Formula 1’s plan to test everyone on a circuit as a condition for returning to racing will involve huge costs as private tests are sought to avoid health service providers. Even with grand prizes held behind closed doors, more than 1,000 people per site should be tested.
F1 hopes to start the delayed season in Austria subject to the constraints imposed by the coronavirus pandemic. The organizers hope to organize up to 18 races, starting with a double header on July 5 which should be followed by two more races at Silverstone. Even behind closed doors, a large number of staff members will still have to be present at meetings and will have to test negative for the virus.
Stuart Pringle, the managing director of Silverstone, confirmed that plans are already being implemented. “F1 talks about their need to have some sort of test regime if they want to take the championship on their world trips,” he said. “It seems to be a necessity and it will be neither simple nor cheap. F1 believes it should be clear that everyone in the paddock environment is negative. “
Pringle also warned that there was no guarantee that the British Grand Prix would take place even behind closed doors. It was, he said, “not a no-brainer.” The final decision was still subject to national restrictions caused by the coronavirus. F1 remains in discussion with the government regarding the race. “I am confident that we will be able to function well in the F1 decision cycle,” he said of the preparations for the circuit. “They are the ones who have to make the decision.”
It is understood that the sport will pay for the tests and obtain private equipment from specific companies that do not provide health services.
Governments will require racing personnel to do so before allowing entry for the foreseeable future. Austria already has such a provision and the tests should not exceed four days.
The scale of the tests will be vast. F1 teams are expected to employ around 80 people each – 800 on the grid.
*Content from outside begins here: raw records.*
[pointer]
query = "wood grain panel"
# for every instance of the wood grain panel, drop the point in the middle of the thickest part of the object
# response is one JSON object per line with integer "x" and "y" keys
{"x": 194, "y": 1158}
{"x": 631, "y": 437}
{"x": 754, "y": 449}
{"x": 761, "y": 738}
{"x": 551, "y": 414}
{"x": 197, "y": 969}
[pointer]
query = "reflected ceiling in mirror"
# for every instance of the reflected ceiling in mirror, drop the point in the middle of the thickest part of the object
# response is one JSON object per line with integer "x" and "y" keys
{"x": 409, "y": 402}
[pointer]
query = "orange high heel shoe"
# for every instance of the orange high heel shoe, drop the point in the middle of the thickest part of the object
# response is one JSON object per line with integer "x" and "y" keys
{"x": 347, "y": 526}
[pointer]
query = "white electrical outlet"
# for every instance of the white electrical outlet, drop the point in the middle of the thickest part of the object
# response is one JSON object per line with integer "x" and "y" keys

All others required to get to a race will be tested, including broadcasters, F1 staff and logistics staff, who may add at least 200 more.
Pringle rejected suggestions that Silverstone could host an oncoming race for double-headed meetings. Ferrari’s Charles Leclerc recently expressed his enthusiasm for driving Silverstone counterclockwise.
However, with the runoff areas and exit access points all designed for clockwise running, it would be impossible to adjust the track over time. “It would certainly not meet current safety standards,” said Pringle. “They would have to lower the standards, which would be unlikely or we would have to do work that would not be practical in today’s climate.”
The Hungarian Grand Prix, scheduled for August 2, will also take place behind closed doors. Hungary recently banned events for more than 500 people until August 15.
Even without fans, F1 would exceed this figure, but the race is classified as an event only broadcast and allowed to go ahead. With the calendar rewriting, Hungary is also expected to move later in the season as F1 tries to squeeze in other races in Europe. The Hockenheimring in Germany and Imola in Italy have offered to host closed meetings if their costs are to be covered by F1.